Blackwell Schools dissolve wards: what that means for you

by Charles Gerian

The Blackwell Board of Education dissolved the school district’s ward boundaries during last week’s special meeting, meaning eligible Blackwell residents can run for a seat on the board regardless of where they live.

The decision was months in the making, as Superintendent Shawn Haskins spoke to the Board of Education in early August after the group was facing difficulties filling two vacant seats.

“It made sense when Blackwell had the high school, middle school and three separate elementary sites so that all of these places could have equal representation and champions for them,” Haskins said in August.

“But it is just not feasible in this day and age to keep our board divided.”
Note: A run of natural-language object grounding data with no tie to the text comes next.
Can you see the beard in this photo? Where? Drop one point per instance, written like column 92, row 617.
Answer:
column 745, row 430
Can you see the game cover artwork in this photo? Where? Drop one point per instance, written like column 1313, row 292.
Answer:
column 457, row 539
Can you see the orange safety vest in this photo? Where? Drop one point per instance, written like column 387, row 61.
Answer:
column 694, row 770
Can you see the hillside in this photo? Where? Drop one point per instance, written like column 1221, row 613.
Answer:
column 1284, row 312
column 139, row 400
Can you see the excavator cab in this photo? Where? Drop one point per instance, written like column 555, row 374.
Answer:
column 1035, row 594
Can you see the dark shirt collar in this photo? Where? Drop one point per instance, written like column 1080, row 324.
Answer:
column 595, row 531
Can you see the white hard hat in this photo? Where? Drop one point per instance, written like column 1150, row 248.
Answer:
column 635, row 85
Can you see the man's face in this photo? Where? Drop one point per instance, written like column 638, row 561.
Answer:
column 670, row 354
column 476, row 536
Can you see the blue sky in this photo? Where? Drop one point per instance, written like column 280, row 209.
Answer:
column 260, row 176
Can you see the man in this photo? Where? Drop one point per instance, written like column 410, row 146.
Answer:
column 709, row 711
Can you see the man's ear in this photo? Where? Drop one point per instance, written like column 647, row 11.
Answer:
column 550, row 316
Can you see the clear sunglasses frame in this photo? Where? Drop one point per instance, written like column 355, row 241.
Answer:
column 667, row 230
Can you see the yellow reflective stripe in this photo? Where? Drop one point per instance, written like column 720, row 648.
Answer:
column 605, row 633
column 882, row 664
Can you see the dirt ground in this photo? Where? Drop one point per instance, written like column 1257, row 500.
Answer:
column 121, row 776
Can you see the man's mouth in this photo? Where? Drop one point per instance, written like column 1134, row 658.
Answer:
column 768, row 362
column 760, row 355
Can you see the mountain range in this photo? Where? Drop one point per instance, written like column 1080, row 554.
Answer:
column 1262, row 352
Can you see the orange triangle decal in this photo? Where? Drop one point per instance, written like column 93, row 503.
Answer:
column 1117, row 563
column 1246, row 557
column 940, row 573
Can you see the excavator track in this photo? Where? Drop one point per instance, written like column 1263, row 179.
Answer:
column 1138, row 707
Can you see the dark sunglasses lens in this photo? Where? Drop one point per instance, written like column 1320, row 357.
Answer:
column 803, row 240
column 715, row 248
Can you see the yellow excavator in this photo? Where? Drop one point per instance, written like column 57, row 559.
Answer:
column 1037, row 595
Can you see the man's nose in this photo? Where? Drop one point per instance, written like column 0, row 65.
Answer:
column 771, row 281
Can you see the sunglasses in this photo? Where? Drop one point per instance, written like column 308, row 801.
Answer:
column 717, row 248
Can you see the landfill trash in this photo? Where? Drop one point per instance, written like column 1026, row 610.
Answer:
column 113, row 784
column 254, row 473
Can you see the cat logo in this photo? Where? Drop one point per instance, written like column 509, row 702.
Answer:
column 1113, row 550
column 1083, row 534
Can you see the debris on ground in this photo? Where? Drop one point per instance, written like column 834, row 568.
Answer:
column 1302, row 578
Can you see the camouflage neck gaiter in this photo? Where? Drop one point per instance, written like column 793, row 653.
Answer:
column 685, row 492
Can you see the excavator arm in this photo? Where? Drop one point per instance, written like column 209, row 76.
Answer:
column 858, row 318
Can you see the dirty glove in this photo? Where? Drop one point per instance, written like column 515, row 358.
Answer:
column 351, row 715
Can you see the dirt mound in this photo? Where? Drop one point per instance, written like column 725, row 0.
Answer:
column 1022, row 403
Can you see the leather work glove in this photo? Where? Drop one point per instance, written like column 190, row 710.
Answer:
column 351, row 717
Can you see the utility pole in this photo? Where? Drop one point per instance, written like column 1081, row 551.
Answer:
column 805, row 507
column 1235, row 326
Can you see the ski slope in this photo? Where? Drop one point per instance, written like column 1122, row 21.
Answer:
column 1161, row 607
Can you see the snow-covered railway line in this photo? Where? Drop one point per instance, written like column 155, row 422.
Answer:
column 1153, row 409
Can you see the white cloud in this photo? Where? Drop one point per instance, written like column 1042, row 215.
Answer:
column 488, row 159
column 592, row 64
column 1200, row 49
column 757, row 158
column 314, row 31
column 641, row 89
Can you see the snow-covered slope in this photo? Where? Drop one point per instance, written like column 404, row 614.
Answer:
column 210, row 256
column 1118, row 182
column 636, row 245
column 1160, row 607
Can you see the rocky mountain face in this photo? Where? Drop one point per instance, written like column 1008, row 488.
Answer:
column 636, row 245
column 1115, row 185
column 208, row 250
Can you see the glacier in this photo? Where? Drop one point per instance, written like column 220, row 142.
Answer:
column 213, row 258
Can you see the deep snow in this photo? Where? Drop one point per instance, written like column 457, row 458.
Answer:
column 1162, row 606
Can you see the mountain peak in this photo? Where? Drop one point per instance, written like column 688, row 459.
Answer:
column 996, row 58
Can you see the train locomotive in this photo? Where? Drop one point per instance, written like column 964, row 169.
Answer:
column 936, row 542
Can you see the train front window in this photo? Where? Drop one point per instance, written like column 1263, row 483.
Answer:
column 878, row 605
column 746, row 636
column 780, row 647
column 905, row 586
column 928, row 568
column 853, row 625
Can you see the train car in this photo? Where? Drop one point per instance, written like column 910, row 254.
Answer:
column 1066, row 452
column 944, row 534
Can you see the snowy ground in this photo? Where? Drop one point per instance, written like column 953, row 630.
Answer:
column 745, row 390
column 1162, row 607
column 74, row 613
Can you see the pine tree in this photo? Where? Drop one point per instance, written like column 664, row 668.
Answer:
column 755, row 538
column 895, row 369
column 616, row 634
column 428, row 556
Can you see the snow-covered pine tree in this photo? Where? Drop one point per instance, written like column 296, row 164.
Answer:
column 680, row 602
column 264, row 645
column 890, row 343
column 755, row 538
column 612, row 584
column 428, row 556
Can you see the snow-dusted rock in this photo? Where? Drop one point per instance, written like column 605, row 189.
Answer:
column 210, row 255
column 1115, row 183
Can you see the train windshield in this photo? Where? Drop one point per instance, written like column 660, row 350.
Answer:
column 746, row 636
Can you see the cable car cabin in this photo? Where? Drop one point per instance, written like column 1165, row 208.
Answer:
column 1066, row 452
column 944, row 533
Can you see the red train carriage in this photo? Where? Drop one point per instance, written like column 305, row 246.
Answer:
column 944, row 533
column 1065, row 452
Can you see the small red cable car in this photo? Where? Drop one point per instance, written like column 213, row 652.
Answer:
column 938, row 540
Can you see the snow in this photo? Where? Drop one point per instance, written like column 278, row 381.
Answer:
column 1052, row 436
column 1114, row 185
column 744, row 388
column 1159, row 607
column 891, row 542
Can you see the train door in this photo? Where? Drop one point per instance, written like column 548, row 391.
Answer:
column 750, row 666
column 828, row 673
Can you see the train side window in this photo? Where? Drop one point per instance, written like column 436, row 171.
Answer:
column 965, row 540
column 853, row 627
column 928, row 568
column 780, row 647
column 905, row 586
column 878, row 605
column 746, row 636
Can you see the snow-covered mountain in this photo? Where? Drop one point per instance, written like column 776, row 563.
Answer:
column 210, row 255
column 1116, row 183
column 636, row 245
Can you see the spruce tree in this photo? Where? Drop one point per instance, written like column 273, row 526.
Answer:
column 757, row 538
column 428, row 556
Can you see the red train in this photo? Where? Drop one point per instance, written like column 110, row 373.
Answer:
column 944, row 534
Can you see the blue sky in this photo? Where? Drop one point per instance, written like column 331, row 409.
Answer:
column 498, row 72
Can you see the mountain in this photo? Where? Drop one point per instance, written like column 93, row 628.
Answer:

Haskins reiterated that point last week, saying: “Back in those days, wards were important. They were about having equal representation for all the school sites. We wanted everyone to have a voice, and now we don’t have schools in all of those sites, so we’ve struggled to fill these positions on the board because of the ward limitations.”

Blackwell once had Northside School, Parkside School, Washington Center, Huston Center, Blackwell Middle School and Blackwell High School.

Three of the elementary sites were disbanded to consolidate first through fifth grades into the then-newly built Blackwell Elementary School in 2009.

Huston Center, which housed Pre-K and Kindergarten classes, was decommissioned in 2014, moving all elementary grades into one building.

The elementary school is in Ward No. 2, while the middle and high schools are in Ward Nos. 5 and 1, respectively. There are no school sites in Ward Nos. 3 or 4.

“We have a lot of fantastic, outstanding individuals in the community who would love to be on the Board of Education,” Haskins said. “But they can’t because they might live a house down from another board member.” Haskins also said that almost no other comparably sized school district is still divided by ward seats.

“The state has a law that, if your district is under 1,800 kids, you no longer have to have wards,” Haskins explained. “We’re about 1,100. We talked to several people within the community like ex-board members, educators and staff past and present. This wasn’t a decision we made just on a whim.”

The board unanimously voted to dissolve the wards.

“It’s going to be more beneficial to Blackwell in the long run,” he said. “We’ve been limiting who can be on the board. … The idea, the basic idea, is to have good board members – to have good people in the community making decisions about our schools.”

The board has two vacancies to be filled by appointment. Filing for the board opens in December, with a general election set for April. If more than two candidates file, a run-off election will be in February.

According to the Oklahoma State School Board Association, to be an eligible candidate, a person must have resided in the district for at least six months preceding the first day of the filing period. The person also must have been a registered voter with the county election board at an address located within the geographical boundaries of the district for six months preceding the first day of the filing period.